Kwatra Madan M
Duke University Medical Center, Durham, P.O. Box 3094, NC 27710, United States.
Curr Cancer Drug Targets. 2017;17(3):290-296. doi: 10.2174/1568009616666161227091522.
Glioblastoma (GBM) is a deadly brain cancer, and all attempts to control it have failed so far. However, the future looks bright, as we now know the molecular landscape of GBM through the work of The Cancer Genome Atlas (TCGA) program. GBMs exhibit significant inter- and intratumoral heterogeneity, and to control this type of tumor, a personalized approach is required. One target, whose gene is amplified and mutated in a large number of GBMs, is the epidermal growth factor receptor (EGFR). But all attempts to target it have been unsuccessful. We attribute the reason for this failure to the molecular heterogeneity of EGFR in GBM, as well as to the poor brain penetration of previously tested EGFR-Tyrosine Kinase Inhibitors (EGFR-TKIs). In this review, we discuss the molecular heterogeneity of EGFR and provide rational preclinical and clinical guidelines for testing AZD9291, a third generation, irreversible EGFR-TKI with both a high affinity for EGFRvIII and excellent brain penetration.

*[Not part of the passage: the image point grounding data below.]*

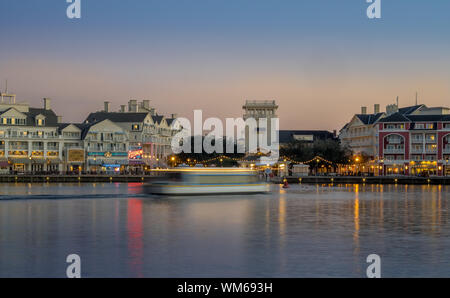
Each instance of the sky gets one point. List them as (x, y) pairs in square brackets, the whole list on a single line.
[(321, 60)]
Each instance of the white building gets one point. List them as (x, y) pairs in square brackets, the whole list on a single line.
[(30, 141), (149, 134)]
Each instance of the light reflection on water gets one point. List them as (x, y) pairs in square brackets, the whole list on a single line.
[(303, 231)]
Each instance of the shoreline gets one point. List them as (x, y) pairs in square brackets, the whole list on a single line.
[(275, 180)]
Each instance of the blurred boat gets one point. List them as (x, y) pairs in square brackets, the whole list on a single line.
[(206, 181)]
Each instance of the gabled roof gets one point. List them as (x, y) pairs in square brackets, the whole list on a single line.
[(369, 118), (396, 117), (116, 117), (409, 110), (429, 118), (50, 117), (169, 121), (61, 126), (157, 119)]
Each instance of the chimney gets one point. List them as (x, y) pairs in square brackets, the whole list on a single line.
[(47, 103), (146, 104), (132, 106), (376, 108), (107, 105)]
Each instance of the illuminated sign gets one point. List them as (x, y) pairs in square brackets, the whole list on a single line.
[(135, 154), (75, 155)]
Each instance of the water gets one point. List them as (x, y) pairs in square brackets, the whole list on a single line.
[(305, 231)]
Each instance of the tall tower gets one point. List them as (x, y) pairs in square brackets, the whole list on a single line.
[(259, 109)]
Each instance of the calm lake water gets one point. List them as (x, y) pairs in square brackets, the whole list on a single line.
[(305, 231)]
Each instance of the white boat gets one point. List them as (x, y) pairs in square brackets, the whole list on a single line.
[(206, 181)]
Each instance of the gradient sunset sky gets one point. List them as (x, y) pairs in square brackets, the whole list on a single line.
[(321, 60)]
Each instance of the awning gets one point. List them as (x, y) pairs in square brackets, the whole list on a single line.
[(20, 160), (37, 160), (54, 161)]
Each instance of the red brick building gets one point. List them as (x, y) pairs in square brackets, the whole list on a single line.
[(416, 143)]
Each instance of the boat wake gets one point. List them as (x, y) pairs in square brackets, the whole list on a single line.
[(69, 197)]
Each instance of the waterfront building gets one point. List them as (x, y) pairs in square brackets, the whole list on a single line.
[(306, 136), (30, 141), (360, 134), (149, 134), (400, 141), (259, 109), (417, 143), (106, 145), (34, 140)]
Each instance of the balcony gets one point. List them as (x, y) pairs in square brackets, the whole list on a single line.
[(394, 141), (14, 148), (394, 151)]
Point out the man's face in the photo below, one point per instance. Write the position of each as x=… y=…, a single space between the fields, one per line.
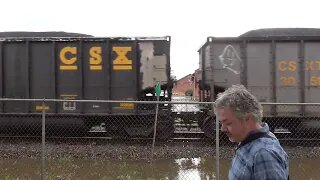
x=235 y=128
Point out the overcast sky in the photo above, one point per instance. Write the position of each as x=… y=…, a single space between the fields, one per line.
x=188 y=22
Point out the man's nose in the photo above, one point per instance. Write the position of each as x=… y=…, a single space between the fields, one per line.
x=223 y=128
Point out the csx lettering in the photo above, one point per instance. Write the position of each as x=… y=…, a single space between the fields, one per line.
x=292 y=65
x=68 y=64
x=68 y=58
x=288 y=81
x=287 y=66
x=122 y=62
x=315 y=81
x=95 y=58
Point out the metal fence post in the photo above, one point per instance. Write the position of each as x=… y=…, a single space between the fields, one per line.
x=155 y=127
x=43 y=141
x=217 y=148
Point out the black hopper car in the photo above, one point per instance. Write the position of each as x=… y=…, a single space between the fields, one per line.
x=69 y=66
x=279 y=65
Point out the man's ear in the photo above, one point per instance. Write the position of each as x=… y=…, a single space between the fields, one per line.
x=248 y=116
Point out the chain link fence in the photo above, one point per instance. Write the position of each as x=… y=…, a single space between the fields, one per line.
x=84 y=139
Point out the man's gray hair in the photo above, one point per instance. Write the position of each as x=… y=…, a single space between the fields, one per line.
x=240 y=101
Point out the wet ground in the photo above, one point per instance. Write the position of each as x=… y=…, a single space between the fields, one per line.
x=74 y=160
x=184 y=168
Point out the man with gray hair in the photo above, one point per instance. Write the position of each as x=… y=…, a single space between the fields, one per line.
x=259 y=154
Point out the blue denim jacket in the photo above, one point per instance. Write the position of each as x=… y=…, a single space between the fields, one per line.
x=260 y=159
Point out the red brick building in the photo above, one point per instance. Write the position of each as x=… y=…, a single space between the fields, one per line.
x=187 y=83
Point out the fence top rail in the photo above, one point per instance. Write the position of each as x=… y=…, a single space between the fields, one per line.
x=142 y=102
x=105 y=101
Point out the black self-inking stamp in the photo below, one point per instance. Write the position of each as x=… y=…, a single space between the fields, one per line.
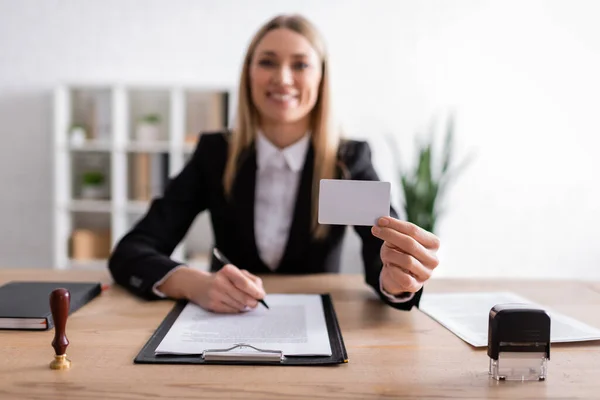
x=518 y=342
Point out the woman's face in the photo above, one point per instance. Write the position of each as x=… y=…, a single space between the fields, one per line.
x=285 y=74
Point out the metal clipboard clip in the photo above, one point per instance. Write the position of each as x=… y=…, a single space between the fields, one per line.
x=245 y=352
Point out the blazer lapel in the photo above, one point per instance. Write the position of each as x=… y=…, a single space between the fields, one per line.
x=300 y=230
x=244 y=198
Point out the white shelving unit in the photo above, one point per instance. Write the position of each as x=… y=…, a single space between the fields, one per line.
x=110 y=115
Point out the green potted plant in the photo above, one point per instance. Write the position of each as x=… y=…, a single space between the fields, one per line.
x=148 y=128
x=92 y=185
x=426 y=182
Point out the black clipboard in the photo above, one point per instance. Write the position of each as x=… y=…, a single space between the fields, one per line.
x=256 y=356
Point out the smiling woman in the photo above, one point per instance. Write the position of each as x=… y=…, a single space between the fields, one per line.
x=260 y=183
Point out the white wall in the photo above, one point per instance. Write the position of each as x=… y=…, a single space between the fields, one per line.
x=521 y=75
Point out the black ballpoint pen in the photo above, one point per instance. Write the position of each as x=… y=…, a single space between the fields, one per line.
x=221 y=257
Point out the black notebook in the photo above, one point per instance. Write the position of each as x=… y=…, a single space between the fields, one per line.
x=147 y=354
x=26 y=305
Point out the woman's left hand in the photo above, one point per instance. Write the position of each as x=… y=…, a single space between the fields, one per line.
x=408 y=254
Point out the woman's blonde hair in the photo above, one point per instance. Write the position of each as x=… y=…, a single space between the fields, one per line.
x=325 y=137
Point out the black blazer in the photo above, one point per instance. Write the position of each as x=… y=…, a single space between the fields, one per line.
x=142 y=256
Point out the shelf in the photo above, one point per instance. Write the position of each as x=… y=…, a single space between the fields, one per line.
x=128 y=141
x=96 y=206
x=148 y=147
x=91 y=146
x=137 y=207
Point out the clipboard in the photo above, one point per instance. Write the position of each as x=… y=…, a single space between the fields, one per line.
x=251 y=355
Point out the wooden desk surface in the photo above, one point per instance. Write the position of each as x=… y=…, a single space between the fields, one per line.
x=392 y=354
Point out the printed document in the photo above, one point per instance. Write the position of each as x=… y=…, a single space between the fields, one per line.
x=467 y=315
x=294 y=324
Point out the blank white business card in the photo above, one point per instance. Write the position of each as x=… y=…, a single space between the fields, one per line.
x=351 y=202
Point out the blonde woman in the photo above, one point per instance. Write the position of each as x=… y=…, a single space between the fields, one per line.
x=259 y=182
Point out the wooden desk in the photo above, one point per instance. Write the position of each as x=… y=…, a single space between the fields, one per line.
x=393 y=354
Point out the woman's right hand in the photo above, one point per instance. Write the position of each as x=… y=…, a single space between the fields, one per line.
x=230 y=290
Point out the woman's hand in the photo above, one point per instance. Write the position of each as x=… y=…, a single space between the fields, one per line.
x=230 y=290
x=408 y=255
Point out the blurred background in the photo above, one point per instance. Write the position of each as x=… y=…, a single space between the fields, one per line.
x=101 y=101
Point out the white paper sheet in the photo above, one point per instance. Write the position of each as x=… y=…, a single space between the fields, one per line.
x=466 y=315
x=294 y=324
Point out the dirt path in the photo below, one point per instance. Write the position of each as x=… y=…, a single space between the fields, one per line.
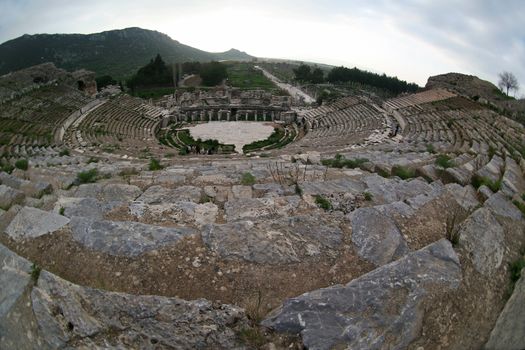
x=296 y=93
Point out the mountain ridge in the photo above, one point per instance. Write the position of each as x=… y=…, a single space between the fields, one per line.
x=117 y=52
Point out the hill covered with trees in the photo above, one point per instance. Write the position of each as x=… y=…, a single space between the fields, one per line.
x=118 y=53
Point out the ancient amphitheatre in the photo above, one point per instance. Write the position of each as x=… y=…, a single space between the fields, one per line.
x=366 y=223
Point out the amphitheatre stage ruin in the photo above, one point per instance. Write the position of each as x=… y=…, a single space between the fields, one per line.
x=358 y=224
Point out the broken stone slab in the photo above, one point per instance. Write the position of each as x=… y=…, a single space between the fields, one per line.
x=501 y=206
x=271 y=189
x=179 y=212
x=169 y=179
x=392 y=190
x=241 y=192
x=376 y=236
x=55 y=314
x=484 y=192
x=30 y=188
x=492 y=170
x=108 y=192
x=124 y=238
x=14 y=279
x=457 y=175
x=379 y=310
x=332 y=186
x=216 y=179
x=483 y=237
x=241 y=209
x=9 y=197
x=464 y=196
x=394 y=209
x=420 y=200
x=32 y=222
x=508 y=333
x=276 y=241
x=158 y=194
x=86 y=207
x=512 y=182
x=219 y=194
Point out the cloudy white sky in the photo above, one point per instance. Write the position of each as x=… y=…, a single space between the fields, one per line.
x=411 y=39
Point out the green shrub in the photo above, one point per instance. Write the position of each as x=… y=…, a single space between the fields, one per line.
x=22 y=164
x=403 y=172
x=515 y=269
x=298 y=190
x=8 y=168
x=128 y=172
x=154 y=164
x=478 y=181
x=64 y=152
x=322 y=202
x=88 y=176
x=339 y=161
x=520 y=205
x=247 y=179
x=444 y=161
x=35 y=272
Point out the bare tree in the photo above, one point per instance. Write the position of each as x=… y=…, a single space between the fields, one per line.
x=508 y=81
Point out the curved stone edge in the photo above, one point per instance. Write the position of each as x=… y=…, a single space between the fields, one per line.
x=509 y=332
x=381 y=309
x=54 y=313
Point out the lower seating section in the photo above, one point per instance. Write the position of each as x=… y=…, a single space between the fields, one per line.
x=345 y=123
x=417 y=99
x=31 y=120
x=121 y=121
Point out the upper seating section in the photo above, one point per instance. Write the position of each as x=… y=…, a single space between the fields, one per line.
x=33 y=105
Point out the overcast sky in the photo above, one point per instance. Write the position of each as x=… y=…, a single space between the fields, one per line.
x=411 y=39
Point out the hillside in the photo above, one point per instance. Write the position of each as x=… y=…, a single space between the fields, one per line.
x=117 y=52
x=479 y=90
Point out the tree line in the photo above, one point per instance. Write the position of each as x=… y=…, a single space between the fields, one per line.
x=158 y=74
x=338 y=75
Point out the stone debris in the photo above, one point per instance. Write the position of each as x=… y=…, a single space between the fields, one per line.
x=376 y=236
x=379 y=310
x=272 y=241
x=32 y=222
x=124 y=238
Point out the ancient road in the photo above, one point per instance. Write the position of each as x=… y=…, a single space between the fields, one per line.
x=296 y=93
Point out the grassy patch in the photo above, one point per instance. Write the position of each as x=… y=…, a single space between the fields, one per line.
x=22 y=164
x=154 y=164
x=520 y=206
x=322 y=202
x=515 y=269
x=64 y=152
x=252 y=337
x=153 y=92
x=88 y=176
x=478 y=181
x=245 y=76
x=444 y=161
x=403 y=173
x=274 y=138
x=339 y=161
x=247 y=179
x=35 y=272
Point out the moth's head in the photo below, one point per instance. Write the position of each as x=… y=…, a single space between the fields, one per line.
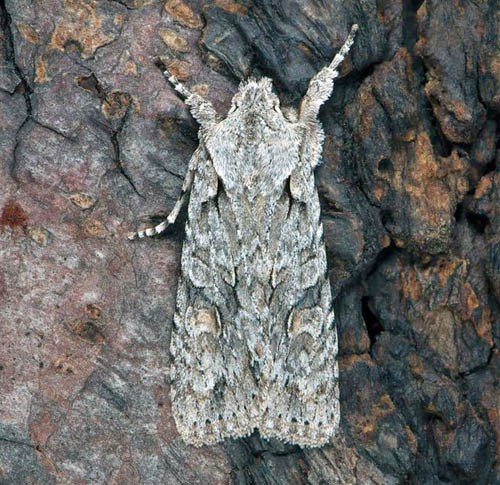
x=256 y=98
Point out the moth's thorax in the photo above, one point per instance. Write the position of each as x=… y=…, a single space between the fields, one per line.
x=254 y=151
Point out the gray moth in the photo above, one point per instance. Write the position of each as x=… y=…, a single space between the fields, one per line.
x=254 y=342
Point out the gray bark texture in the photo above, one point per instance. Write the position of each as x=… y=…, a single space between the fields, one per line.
x=93 y=141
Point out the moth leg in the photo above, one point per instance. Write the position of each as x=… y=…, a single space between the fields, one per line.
x=321 y=85
x=171 y=218
x=201 y=109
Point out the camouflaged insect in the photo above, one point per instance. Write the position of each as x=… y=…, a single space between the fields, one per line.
x=254 y=343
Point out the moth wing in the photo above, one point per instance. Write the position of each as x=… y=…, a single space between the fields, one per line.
x=302 y=394
x=213 y=392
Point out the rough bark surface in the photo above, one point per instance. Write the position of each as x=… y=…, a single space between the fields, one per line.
x=92 y=138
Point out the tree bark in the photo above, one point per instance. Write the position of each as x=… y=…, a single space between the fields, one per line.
x=93 y=139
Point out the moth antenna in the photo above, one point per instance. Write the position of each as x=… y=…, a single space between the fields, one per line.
x=321 y=85
x=201 y=109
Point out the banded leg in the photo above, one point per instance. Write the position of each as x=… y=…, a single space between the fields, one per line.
x=321 y=85
x=171 y=218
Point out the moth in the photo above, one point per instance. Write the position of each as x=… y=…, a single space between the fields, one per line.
x=254 y=342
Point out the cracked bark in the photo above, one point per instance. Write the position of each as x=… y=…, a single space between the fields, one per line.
x=93 y=137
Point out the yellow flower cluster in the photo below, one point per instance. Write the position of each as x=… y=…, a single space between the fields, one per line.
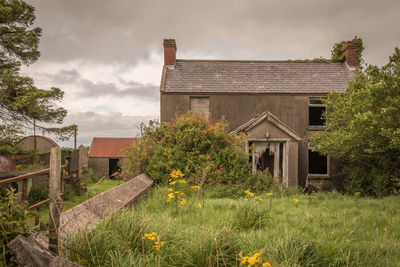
x=151 y=236
x=248 y=193
x=255 y=260
x=178 y=196
x=157 y=245
x=176 y=174
x=251 y=194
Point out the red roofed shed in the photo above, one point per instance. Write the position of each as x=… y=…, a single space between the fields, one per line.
x=105 y=154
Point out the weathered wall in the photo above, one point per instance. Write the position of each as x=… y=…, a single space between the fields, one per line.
x=291 y=109
x=99 y=165
x=95 y=209
x=6 y=164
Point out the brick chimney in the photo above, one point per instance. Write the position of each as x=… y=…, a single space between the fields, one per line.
x=350 y=53
x=169 y=51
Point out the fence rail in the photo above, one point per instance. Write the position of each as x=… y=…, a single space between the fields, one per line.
x=26 y=176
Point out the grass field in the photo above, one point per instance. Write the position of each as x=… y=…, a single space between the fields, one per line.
x=321 y=229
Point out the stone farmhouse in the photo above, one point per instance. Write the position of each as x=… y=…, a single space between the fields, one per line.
x=276 y=103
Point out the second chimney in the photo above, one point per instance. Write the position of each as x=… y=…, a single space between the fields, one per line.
x=169 y=51
x=350 y=54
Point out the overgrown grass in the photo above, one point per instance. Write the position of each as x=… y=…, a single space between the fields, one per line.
x=322 y=229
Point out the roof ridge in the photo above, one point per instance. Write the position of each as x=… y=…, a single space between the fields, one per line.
x=259 y=61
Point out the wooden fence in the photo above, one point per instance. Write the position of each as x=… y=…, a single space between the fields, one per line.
x=57 y=173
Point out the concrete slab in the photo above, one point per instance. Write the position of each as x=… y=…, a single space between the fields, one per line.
x=88 y=213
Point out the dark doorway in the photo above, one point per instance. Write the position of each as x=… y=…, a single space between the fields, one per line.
x=267 y=161
x=317 y=163
x=113 y=166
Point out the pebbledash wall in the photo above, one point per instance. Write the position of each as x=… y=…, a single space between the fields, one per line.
x=221 y=83
x=239 y=108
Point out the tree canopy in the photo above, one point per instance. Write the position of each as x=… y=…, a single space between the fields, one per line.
x=363 y=129
x=22 y=104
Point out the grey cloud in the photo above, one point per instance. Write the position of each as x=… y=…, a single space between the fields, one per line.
x=92 y=89
x=126 y=31
x=92 y=124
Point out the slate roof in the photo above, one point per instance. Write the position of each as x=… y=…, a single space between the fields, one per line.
x=109 y=147
x=231 y=76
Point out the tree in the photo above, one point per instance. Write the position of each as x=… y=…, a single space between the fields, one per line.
x=22 y=105
x=363 y=129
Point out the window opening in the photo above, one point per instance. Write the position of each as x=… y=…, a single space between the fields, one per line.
x=317 y=163
x=200 y=105
x=315 y=110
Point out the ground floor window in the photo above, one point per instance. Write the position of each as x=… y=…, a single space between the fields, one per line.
x=317 y=163
x=113 y=167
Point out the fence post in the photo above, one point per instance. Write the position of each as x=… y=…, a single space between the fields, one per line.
x=54 y=197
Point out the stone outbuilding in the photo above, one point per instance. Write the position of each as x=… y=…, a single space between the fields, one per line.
x=277 y=103
x=42 y=144
x=105 y=154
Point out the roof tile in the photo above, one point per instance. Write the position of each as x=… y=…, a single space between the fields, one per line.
x=215 y=76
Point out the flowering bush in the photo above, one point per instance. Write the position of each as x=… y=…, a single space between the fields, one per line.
x=200 y=148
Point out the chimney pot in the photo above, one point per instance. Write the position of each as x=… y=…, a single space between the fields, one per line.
x=350 y=54
x=169 y=51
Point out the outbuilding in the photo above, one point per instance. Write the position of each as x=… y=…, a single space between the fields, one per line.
x=105 y=154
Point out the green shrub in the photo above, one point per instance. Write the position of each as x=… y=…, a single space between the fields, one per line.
x=201 y=149
x=13 y=220
x=37 y=194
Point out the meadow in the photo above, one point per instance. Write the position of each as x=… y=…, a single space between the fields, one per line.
x=221 y=228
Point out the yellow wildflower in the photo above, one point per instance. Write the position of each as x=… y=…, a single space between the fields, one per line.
x=183 y=202
x=151 y=236
x=248 y=193
x=158 y=245
x=244 y=260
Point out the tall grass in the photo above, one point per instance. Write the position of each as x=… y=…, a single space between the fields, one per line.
x=322 y=229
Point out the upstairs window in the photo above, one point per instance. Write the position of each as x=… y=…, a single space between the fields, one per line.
x=200 y=105
x=315 y=110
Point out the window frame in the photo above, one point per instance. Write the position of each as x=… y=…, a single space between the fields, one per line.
x=315 y=127
x=200 y=96
x=325 y=175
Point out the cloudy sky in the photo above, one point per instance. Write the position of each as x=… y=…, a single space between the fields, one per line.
x=107 y=56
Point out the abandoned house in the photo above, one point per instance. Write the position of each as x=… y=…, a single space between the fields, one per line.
x=105 y=154
x=276 y=103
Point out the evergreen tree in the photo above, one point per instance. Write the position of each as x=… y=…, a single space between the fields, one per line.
x=22 y=105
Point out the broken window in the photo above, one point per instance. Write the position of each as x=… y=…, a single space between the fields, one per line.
x=200 y=105
x=315 y=109
x=317 y=163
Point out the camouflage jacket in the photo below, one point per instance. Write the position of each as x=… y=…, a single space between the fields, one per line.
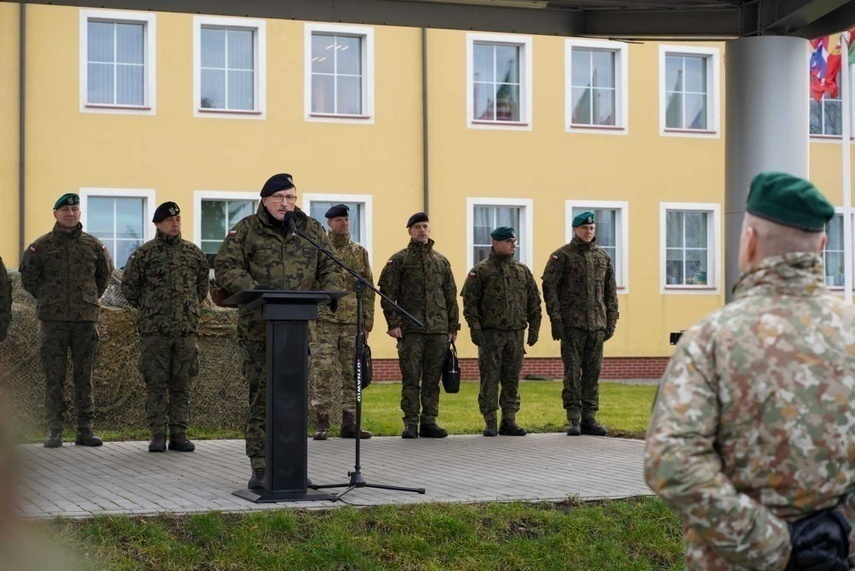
x=356 y=257
x=753 y=426
x=500 y=293
x=166 y=279
x=419 y=279
x=5 y=298
x=579 y=287
x=67 y=273
x=259 y=252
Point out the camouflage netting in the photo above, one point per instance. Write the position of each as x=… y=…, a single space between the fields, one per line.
x=219 y=395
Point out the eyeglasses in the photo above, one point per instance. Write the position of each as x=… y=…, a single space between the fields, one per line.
x=289 y=198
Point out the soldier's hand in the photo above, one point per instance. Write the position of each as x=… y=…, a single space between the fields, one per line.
x=557 y=329
x=533 y=335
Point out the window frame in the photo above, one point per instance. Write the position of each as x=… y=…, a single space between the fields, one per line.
x=714 y=239
x=149 y=21
x=526 y=44
x=366 y=219
x=148 y=195
x=713 y=71
x=621 y=53
x=526 y=221
x=259 y=29
x=621 y=265
x=366 y=34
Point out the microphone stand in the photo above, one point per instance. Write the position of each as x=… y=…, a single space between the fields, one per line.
x=356 y=478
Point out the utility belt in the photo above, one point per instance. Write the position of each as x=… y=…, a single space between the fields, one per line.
x=820 y=542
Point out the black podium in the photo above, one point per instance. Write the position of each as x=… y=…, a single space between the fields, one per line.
x=287 y=314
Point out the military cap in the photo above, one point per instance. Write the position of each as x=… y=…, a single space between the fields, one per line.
x=67 y=199
x=337 y=210
x=277 y=182
x=788 y=200
x=416 y=218
x=164 y=211
x=503 y=233
x=584 y=218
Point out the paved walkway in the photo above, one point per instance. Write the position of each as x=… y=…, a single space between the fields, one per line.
x=124 y=478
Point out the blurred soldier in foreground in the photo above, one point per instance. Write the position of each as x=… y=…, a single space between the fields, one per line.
x=581 y=299
x=334 y=346
x=419 y=279
x=500 y=299
x=67 y=271
x=753 y=431
x=260 y=253
x=166 y=279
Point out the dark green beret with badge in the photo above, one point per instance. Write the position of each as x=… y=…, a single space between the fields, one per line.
x=584 y=218
x=503 y=233
x=67 y=199
x=790 y=201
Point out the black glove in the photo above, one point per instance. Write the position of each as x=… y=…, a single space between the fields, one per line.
x=533 y=335
x=557 y=329
x=475 y=335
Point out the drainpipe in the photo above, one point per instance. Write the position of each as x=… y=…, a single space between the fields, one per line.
x=22 y=131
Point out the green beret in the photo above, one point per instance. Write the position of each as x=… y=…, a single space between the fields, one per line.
x=788 y=200
x=67 y=199
x=503 y=233
x=584 y=218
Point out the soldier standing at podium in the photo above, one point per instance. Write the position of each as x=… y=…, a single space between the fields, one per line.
x=260 y=253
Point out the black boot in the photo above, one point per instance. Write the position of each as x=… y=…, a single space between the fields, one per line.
x=54 y=439
x=179 y=443
x=158 y=443
x=85 y=437
x=257 y=480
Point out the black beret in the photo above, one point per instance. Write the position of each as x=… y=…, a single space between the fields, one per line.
x=337 y=210
x=277 y=182
x=416 y=218
x=164 y=211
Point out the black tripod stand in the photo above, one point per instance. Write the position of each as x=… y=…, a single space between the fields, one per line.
x=356 y=478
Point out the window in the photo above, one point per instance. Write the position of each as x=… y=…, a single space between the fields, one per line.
x=229 y=67
x=689 y=80
x=834 y=254
x=339 y=75
x=361 y=212
x=612 y=232
x=217 y=213
x=120 y=218
x=596 y=77
x=486 y=214
x=500 y=80
x=689 y=237
x=117 y=62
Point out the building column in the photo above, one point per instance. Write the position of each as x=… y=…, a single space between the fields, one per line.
x=767 y=124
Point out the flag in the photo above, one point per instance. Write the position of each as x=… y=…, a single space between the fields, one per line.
x=824 y=67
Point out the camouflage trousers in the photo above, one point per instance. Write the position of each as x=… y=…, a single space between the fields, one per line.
x=167 y=364
x=57 y=338
x=420 y=357
x=255 y=373
x=331 y=364
x=500 y=362
x=582 y=352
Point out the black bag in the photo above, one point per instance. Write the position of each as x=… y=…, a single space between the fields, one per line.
x=451 y=370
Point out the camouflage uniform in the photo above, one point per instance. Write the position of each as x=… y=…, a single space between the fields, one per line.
x=259 y=251
x=166 y=279
x=500 y=298
x=5 y=300
x=753 y=426
x=67 y=273
x=334 y=345
x=419 y=279
x=580 y=292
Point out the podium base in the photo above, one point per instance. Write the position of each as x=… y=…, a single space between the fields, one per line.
x=271 y=497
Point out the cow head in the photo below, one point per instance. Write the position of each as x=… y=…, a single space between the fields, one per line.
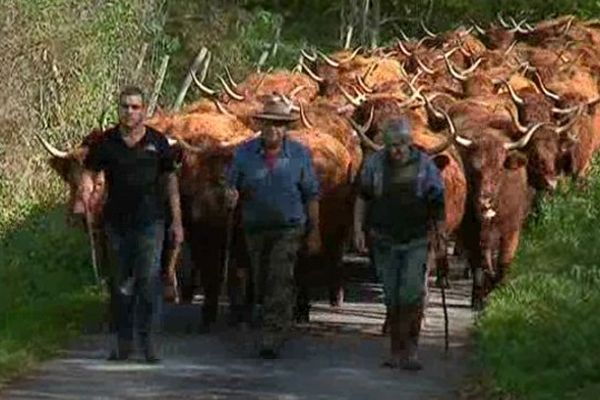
x=488 y=155
x=69 y=166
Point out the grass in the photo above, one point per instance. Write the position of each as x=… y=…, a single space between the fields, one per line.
x=539 y=336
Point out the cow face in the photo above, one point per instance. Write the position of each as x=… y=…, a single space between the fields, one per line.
x=487 y=159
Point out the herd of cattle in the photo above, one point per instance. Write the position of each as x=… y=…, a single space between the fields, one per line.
x=504 y=111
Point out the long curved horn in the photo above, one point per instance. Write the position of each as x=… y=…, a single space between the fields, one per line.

胶质母细胞瘤(GBM)是一种致命的脑癌,迄今为止,所有控制它的尝试均告失败。然而,未来前景光明,因为通过癌症基因组图谱(TCGA)项目的工作,我们现在已经了解了GBM的分子格局。GBM表现出显著的肿瘤间和肿瘤内异质性,为了控制这类肿瘤,需要采用个性化方法。在大量GBM中,其基因发生扩增和突变的一个靶点是表皮生长因子受体(EGFR)。但所有针对它的尝试均未成功。我们将这种失败的原因归因于GBM中EGFR的分子异质性,以及先前测试的EGFR酪氨酸激酶抑制剂(EGFR-TKIs)较差的脑渗透性。在本综述中,我们讨论了EGFR的分子异质性,并为测试AZD9291提供合理的临床前和临床指南,AZD9291是第三代不可逆EGFR-TKI,对EGFRvIII具有高亲和力且脑渗透性良好。